My wife wrote to tell me about the chainsaws. Her first impression was that there was probably a crew down the street working on the Italian Cypress that had been set afire over the past week or so. Maybe they were going to take them all out to alleviate the arsonist's temptation. But the sound wasn't coming from down the street. It was coming from our back yard.
This is where my wife found the chainsaws. They were busy taking the limbs off the eucalyptus trees that towered above us on the hill behind our house. Upon further investigation, my wife discovered that the grove that had been the barrier between us and urban living was coming down. This was the considered reaction of our neighbor, who apparently came full circle from the moment when we first began to inquire about the acacia tree that had split and fallen into our yard.

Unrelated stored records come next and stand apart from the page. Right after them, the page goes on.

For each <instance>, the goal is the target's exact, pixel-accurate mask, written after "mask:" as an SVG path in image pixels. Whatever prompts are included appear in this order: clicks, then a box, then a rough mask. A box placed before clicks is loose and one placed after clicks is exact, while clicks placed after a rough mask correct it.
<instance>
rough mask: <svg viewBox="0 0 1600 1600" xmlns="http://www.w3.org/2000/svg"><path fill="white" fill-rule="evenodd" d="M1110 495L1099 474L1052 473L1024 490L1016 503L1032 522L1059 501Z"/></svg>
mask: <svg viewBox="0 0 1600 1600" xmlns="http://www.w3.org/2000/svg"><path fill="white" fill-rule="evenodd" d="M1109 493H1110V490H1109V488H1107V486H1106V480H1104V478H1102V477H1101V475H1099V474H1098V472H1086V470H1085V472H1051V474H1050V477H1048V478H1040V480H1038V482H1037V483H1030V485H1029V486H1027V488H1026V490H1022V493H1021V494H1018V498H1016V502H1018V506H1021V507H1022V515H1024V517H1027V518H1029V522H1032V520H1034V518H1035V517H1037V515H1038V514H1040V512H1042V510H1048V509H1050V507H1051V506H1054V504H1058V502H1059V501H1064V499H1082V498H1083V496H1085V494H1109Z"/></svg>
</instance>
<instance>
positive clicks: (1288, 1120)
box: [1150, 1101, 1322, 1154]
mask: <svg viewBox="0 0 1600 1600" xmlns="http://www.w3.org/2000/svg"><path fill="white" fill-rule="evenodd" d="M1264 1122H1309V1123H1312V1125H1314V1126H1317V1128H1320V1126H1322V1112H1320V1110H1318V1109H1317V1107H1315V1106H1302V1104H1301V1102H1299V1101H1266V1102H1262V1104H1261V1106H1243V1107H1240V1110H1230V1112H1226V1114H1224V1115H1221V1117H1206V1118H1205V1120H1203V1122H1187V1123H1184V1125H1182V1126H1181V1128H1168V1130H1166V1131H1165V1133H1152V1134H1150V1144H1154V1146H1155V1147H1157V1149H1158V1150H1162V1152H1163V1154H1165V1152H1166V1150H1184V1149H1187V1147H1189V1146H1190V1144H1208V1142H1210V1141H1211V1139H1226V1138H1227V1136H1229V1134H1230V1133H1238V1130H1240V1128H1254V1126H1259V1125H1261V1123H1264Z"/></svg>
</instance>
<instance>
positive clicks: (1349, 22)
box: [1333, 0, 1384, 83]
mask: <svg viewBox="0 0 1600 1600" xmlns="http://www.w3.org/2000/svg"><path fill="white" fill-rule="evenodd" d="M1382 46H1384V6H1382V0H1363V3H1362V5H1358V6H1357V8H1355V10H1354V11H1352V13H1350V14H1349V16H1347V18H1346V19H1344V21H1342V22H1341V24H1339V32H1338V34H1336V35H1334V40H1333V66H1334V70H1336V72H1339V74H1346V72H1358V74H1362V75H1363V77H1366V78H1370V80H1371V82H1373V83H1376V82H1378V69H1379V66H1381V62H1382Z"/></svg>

At first, he was certain that the tree was not his, nor was the odd-shaped lot that contained the pocket forest. Eventually, he came by after he heard us chopping and sawing at the half tree that had surrendered itself to us. We showed him a map. He wavered. Then he began to look at those tiny-rooted beasts as potential hazards.
Somewhere in the past few months, he figured his solution would be to take them all to the ground, and start fresh. Now we have a great big sky to look at, as well as the graffiti and rotted wood of the fence on the house directly behind us. That little whisper of wilderness that we had fallen in love with way back when we first bought the house was gone. Ironically, at that time, we had tried to connect with the man who owned the property before its current resident to discuss the care and maintenance of the vegetation that periodically encroached on our yard. That guy didn't want anyone or anything to fuss with his trees. He was expressly litigious about it, even taking the time to don a three-piece suit and dress his children in their Sunday best, coming all the way around the block to knock on our front door to present my wife with a letter stating the rights and limitations we had concerning all that wood. We were threatened with suits of a one-piece law kind if we attempted to prune or manage any of it.
And so, for years it grew. And now it's been cut down. My wife mourns the passing of those trees, as I do. We can look forward to a time when the redwoods and other sprouts assert themselves in that great wide open. My wife called it "Empty Sky." Later, after the sun went down and I looked out the kitchen window, I saw something I hadn't seen in all the years since we had lived there: stars. I showed them to my wife and told her that the sky wasn't so empty after all. It's just not so full of leaves anymore.